Look here: https://developer.mozilla.org/en-US/docs/Web/JavaScript/Reference/Global_Objects/Function

Also, eval() should work too, but from the same quick search it looks like it's not the best method in some cases.

The key is that you can't write any code, since this is going to execute on a third party website.

All you can count on is that the third party site will read the first part of the cookie up untill the first semi colon, and that that read will take place in a <script> tag. Something that you do within that string

had got to effect the way the third party web page displaye its page

I don't think that's possible, you need to convert that text into a function, so you need to write more code. Also, cookies are not meant to be used as code, what you're trying to do sounds bad.

Seconding what's being suggested above, this was probably meant to be mangled using eval(). It is generally avoided due to its extreme risk of malicious code injection.
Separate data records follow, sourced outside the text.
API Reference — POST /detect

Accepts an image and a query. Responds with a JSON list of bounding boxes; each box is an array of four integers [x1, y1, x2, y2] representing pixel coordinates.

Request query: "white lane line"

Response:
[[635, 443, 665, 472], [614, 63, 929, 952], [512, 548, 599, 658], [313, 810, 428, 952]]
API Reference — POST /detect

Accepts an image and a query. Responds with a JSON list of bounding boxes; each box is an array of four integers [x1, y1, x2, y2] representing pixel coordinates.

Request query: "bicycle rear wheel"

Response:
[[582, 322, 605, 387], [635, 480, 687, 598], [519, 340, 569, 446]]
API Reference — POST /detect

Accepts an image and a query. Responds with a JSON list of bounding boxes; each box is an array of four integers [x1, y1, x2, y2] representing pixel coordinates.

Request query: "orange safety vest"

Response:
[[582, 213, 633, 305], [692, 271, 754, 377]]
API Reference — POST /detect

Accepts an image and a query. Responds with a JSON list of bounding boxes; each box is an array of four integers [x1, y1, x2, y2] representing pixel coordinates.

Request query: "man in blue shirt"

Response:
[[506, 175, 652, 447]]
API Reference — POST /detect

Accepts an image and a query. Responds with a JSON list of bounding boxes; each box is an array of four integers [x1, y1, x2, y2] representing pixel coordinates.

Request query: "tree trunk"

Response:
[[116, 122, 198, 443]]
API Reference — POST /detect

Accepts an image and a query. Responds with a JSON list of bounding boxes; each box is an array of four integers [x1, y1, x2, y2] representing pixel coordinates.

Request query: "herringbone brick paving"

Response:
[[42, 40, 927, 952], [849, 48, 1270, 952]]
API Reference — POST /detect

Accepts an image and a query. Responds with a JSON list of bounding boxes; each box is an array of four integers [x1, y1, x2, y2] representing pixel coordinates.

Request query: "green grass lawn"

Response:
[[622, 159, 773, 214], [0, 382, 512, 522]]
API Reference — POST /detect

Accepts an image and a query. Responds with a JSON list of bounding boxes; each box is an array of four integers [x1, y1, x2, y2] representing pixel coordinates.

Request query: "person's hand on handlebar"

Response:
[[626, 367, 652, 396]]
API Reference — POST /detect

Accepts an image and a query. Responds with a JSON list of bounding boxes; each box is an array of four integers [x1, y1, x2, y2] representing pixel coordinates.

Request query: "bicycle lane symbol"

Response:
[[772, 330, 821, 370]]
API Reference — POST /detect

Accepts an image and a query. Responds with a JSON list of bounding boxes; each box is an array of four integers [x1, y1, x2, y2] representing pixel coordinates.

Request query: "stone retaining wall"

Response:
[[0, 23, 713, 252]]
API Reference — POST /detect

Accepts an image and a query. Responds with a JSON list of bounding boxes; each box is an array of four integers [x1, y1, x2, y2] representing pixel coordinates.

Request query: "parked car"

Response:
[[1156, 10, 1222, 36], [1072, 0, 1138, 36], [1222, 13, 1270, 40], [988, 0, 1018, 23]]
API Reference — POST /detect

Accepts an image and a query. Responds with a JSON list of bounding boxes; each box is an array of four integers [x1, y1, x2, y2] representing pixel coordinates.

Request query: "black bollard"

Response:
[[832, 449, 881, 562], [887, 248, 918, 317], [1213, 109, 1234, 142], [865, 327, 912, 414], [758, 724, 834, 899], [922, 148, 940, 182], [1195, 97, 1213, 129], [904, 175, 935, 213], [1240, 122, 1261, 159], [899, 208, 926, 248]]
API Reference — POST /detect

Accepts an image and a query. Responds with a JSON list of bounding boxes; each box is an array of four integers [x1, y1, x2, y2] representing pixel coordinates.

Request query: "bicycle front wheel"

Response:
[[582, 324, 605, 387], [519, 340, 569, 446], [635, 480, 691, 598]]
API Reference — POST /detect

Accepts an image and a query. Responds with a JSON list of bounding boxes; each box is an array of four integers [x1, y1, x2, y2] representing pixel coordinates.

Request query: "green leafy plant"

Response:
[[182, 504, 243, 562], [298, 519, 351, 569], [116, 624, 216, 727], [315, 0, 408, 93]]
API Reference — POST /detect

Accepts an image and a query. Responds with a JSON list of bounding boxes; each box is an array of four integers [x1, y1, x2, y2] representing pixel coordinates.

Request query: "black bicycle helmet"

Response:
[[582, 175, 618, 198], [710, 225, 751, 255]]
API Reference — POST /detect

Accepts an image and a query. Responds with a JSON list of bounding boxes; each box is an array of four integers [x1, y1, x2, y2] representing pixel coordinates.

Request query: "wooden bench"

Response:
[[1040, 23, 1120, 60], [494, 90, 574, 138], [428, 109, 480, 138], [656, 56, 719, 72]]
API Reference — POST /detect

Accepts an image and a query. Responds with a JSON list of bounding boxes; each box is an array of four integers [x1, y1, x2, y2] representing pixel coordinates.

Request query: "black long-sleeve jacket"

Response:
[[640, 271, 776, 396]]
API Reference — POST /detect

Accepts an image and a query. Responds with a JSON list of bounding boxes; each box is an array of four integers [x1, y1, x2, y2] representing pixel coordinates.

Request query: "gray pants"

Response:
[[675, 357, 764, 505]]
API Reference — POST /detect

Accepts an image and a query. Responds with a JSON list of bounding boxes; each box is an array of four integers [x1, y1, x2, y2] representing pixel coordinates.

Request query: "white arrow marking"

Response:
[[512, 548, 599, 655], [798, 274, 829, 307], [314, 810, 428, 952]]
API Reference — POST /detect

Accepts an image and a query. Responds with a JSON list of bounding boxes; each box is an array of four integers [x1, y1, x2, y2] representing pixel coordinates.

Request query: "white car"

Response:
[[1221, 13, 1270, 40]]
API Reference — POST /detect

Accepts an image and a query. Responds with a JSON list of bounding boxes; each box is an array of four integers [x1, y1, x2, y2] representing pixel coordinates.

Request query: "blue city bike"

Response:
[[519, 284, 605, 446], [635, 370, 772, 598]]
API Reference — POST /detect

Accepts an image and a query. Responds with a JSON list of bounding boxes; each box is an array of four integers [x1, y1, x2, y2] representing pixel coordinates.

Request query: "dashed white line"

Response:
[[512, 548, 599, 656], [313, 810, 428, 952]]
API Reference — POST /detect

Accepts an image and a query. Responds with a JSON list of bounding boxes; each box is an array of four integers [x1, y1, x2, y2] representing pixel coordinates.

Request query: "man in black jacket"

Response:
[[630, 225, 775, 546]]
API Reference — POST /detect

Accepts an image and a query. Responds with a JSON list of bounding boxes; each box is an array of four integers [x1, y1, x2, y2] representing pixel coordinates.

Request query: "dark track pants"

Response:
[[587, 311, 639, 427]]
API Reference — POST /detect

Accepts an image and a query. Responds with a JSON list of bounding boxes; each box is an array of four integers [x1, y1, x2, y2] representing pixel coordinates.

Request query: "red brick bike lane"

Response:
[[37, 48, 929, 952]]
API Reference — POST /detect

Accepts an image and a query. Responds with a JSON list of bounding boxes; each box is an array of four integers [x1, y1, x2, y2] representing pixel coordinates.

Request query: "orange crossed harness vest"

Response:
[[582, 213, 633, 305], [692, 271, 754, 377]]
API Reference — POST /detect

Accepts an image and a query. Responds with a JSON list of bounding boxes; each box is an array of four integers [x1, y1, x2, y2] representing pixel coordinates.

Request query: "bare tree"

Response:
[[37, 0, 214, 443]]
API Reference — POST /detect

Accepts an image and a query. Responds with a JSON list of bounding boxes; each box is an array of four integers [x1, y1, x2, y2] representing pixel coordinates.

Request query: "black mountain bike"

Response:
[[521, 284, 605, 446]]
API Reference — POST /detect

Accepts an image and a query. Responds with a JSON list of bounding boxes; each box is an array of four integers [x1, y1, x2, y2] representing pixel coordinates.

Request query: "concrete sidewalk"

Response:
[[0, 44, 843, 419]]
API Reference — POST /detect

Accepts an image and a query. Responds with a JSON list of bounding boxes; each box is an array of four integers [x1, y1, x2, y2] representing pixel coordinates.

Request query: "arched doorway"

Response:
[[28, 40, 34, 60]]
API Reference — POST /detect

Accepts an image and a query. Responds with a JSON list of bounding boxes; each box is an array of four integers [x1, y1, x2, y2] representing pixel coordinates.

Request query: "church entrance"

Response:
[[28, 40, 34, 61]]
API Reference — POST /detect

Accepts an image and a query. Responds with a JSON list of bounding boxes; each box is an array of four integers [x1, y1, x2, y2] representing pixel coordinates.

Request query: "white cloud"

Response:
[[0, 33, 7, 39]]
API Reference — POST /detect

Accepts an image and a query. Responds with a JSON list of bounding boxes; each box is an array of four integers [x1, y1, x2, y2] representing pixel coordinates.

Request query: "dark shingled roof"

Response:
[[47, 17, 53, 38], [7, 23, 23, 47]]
As far as I can understand document.write was supposed to be dropped years ago; before dynamic DOM was standard. It is just easier to build the DOM yourself.

The bad news is, if you have no control on the remote page and somehow plug in your logic... then you're in for pain. Try eval(). That said, this stuff doesn't make any sense to me.

Previously "Krohm"

There is no automatic way to cause a cookie's value to be interpreted as Javascript. If the site is poorly written, it might be possible to inject content or code into the site, but that is a security bug in the site and should be reported so it can be fixed.